Of the 149 patients identified who were treated with Opzelura for atopic dermatitis, 36 patients switched from another therapy. In the survey, 33.3% of physicians indicated they made the switch because of a lack of efficacy of the previous therapy, and 30.6% indicated that a lack of disease control with previous therapy was the reason for the switch to Opzelura. Additionally, 27.8% said patients requested the change. After patients switched to Opzelura, most achieved improved disease and 62.7% had achieved improvement based on the Investigator’s Global Assessment.

"This study shows the usefulness of ruxolitinib cream as monotherapy in AD [atopic deramtitis], and we know that in practice, we may be using it in regimens of care along with other topical or systemic agents, working to maintain disease control in this chronic and heterogenous disease," Eichenfield said.

In a separate poster presentation, researchers found that within six months after starting Opzelura, there was a decrease in the use of other treatments for atopic dermatitis. In this story, researchers conducted a retrospective analysis of claims data from the Healthcare Integrated Research Database.

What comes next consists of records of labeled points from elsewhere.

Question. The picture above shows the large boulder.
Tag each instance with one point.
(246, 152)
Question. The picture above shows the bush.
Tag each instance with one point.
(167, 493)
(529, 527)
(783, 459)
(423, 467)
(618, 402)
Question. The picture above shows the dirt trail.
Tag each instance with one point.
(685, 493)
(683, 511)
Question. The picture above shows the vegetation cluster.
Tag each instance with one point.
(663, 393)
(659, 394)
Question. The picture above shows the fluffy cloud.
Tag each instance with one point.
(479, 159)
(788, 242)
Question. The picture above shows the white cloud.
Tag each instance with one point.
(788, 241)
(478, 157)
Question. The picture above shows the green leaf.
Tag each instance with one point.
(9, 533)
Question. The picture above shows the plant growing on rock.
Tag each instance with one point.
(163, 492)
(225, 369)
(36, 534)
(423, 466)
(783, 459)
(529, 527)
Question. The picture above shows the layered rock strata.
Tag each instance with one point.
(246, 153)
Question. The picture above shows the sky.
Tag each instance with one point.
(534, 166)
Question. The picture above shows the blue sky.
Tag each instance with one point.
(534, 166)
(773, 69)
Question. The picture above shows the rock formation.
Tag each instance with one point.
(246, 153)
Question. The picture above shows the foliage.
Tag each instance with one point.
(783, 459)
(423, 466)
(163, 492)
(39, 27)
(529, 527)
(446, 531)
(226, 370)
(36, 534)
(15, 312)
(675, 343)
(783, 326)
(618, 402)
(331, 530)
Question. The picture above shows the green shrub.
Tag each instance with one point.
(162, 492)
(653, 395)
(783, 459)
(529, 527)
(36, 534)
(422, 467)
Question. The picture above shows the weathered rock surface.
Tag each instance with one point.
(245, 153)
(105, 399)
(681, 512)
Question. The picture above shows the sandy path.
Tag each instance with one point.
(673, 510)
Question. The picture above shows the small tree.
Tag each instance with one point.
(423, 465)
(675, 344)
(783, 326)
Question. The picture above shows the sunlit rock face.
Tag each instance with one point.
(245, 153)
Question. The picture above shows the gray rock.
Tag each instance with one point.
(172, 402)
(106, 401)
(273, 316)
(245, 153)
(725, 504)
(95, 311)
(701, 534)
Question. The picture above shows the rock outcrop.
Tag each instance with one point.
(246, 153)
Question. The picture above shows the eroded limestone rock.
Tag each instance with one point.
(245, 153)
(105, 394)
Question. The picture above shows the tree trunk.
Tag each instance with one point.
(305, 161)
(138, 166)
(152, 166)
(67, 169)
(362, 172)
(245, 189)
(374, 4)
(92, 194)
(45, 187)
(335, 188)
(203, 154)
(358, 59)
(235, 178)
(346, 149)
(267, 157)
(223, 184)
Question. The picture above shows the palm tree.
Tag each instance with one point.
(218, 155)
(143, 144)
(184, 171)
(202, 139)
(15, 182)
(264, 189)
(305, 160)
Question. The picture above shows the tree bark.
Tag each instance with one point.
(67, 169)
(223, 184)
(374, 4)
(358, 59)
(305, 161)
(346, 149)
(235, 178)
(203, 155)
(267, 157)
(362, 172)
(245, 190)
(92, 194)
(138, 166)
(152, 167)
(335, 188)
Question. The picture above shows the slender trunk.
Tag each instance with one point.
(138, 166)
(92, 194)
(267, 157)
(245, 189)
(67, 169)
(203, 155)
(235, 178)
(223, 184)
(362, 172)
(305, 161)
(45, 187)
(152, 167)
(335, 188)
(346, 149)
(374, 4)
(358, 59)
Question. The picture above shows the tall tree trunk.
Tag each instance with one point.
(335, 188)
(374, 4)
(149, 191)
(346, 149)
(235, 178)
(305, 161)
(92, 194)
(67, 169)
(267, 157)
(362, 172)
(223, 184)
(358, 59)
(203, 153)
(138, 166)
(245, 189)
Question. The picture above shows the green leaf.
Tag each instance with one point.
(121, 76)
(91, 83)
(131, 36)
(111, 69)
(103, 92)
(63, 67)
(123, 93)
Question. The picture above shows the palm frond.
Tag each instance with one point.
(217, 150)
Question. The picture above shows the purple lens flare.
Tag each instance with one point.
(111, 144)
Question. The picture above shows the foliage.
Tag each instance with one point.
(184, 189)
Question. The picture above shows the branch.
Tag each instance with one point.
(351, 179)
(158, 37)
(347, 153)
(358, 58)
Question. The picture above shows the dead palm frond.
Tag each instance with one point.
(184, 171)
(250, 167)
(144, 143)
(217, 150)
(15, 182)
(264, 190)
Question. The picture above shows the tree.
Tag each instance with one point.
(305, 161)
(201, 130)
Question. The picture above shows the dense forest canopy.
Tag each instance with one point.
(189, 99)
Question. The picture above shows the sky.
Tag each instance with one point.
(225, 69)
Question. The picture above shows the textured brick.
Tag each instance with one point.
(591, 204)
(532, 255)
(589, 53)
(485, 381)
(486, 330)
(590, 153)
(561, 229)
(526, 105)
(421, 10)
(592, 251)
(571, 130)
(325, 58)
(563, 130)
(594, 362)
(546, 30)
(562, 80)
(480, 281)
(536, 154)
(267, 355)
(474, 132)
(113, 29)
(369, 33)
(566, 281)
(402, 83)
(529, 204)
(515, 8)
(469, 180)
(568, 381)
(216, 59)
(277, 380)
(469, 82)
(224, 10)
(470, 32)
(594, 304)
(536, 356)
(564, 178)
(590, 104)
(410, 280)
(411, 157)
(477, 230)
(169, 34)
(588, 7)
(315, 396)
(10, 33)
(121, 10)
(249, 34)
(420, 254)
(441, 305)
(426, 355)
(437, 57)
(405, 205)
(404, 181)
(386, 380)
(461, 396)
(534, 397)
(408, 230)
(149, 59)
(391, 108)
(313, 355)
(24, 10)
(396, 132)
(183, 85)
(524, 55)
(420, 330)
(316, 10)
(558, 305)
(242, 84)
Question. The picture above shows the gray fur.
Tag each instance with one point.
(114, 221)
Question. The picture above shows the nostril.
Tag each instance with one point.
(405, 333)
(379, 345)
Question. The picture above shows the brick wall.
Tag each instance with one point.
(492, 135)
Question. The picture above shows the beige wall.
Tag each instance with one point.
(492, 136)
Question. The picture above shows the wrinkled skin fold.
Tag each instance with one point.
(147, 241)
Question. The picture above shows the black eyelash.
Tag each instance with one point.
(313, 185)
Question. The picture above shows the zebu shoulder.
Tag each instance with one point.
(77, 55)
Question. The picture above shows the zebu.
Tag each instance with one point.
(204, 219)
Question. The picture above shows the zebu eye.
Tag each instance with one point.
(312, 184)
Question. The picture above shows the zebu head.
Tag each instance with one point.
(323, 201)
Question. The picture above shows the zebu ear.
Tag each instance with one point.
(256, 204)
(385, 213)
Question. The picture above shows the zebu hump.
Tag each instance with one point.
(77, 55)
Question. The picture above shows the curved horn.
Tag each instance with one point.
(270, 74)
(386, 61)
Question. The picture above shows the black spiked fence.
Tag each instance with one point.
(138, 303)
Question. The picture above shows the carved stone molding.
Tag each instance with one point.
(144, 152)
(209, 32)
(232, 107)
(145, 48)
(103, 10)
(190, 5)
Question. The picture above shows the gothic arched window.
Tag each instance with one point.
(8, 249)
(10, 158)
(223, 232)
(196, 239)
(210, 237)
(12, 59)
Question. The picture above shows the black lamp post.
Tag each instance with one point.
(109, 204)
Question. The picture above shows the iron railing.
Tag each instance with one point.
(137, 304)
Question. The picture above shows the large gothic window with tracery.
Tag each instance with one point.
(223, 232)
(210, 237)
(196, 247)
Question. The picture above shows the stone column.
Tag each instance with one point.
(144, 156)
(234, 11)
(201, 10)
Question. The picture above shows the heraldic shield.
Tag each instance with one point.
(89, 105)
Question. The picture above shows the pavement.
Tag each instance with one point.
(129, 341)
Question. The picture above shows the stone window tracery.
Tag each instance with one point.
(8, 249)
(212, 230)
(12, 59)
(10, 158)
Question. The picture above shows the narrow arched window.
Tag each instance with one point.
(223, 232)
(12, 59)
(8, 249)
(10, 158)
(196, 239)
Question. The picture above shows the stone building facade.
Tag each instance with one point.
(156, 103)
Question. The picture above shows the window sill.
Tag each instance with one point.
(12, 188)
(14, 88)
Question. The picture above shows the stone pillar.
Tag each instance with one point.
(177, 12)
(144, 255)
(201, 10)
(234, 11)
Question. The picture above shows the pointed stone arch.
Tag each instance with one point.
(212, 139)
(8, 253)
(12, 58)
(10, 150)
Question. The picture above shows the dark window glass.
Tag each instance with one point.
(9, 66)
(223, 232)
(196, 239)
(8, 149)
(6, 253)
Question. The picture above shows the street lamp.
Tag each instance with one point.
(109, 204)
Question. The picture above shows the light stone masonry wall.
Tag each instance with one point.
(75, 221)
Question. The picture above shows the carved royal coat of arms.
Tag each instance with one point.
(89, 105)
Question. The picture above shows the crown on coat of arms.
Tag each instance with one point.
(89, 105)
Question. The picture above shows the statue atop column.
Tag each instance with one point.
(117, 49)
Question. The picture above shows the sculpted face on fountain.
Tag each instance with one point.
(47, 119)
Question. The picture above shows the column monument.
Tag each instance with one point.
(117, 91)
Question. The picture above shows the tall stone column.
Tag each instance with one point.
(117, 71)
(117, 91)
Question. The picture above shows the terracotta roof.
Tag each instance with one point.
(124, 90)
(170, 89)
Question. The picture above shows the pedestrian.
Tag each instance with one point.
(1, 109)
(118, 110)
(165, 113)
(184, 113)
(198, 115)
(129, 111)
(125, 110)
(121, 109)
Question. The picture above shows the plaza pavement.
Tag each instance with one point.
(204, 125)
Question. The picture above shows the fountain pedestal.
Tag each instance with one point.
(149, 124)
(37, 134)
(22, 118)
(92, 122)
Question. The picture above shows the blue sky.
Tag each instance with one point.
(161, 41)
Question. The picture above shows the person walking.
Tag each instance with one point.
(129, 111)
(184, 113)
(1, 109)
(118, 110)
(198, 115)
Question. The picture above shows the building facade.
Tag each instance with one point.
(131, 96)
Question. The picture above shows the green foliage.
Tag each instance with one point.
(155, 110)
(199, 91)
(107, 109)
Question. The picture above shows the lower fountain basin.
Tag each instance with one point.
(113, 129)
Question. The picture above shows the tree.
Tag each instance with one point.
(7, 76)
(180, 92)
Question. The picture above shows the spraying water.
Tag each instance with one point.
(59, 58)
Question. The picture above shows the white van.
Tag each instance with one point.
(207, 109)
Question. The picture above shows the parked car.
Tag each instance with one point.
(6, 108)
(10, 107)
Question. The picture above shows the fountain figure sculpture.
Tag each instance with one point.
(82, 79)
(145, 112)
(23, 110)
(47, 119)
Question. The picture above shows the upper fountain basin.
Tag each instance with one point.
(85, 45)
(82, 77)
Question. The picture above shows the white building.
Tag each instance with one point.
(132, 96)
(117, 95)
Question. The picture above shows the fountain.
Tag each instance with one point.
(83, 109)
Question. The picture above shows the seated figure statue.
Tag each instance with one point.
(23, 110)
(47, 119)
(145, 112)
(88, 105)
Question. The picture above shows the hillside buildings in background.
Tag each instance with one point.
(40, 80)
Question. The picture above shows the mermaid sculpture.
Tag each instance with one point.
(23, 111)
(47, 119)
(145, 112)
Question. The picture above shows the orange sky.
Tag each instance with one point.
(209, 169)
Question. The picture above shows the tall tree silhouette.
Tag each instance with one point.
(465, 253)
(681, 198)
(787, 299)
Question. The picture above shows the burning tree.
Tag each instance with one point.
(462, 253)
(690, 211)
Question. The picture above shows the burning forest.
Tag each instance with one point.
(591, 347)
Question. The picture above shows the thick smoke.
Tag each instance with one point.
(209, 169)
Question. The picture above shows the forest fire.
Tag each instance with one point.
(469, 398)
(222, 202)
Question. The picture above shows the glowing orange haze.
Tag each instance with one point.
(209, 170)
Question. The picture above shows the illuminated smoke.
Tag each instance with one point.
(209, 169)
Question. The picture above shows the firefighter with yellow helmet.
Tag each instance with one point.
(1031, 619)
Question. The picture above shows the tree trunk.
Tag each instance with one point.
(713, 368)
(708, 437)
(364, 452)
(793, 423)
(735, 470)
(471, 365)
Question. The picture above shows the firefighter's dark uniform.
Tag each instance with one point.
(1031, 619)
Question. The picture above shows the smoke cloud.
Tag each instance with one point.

A total of 1,581 patients with atopic dermatitis were included in the analysis. In the six-month follow-up period, 72% of these patients did not receive another treatment for atopic dermatitis after initiation with Opzelura. Additionally, the use of corticosteroids decreased from 20.9% of patients to 15.5% in the follow-up period. Of the 298 patients who had previously received biologics to treat their atopic dermatitis before starting Opzelura, 52 did not continue with the biologic. Among those who had never used a biologic, 90% did not initiate biologic treatment during the six month after starting Opzelura.

"These findings suggest that ruxolitinib cream may reduce the need for other AD medications, such as topical and oral steroids and injectable biologics, in this patient population," said Jinan Liu, senior director of health economics and outcomes tesearch at Incyte.

Opzelura is also being studied in children 2 to 12 years of age with atopic dermatitis. A phase 3 study in this patient population met its primary endpoint. Fifty-six percent (56.5%) of patients treated with Opzelura cream 1.5% and 36.6% treated with Opzelura cream 0.75% achieved success at week eight compared with 10.8% of patients treated with vehicle. Success was determined by the Investigator’s Global Assessment Treatment Success score.

Additionally, 67.2% of patients treated with Opzelura cream 1.5% and 51.5% treated with Opzelura 0.75% at week eight compared with vehicle on the Eczema Area and Severity Index (EASI75) score.

These data were shared at the European Academy of Dermatology and Venereology Congress 2023.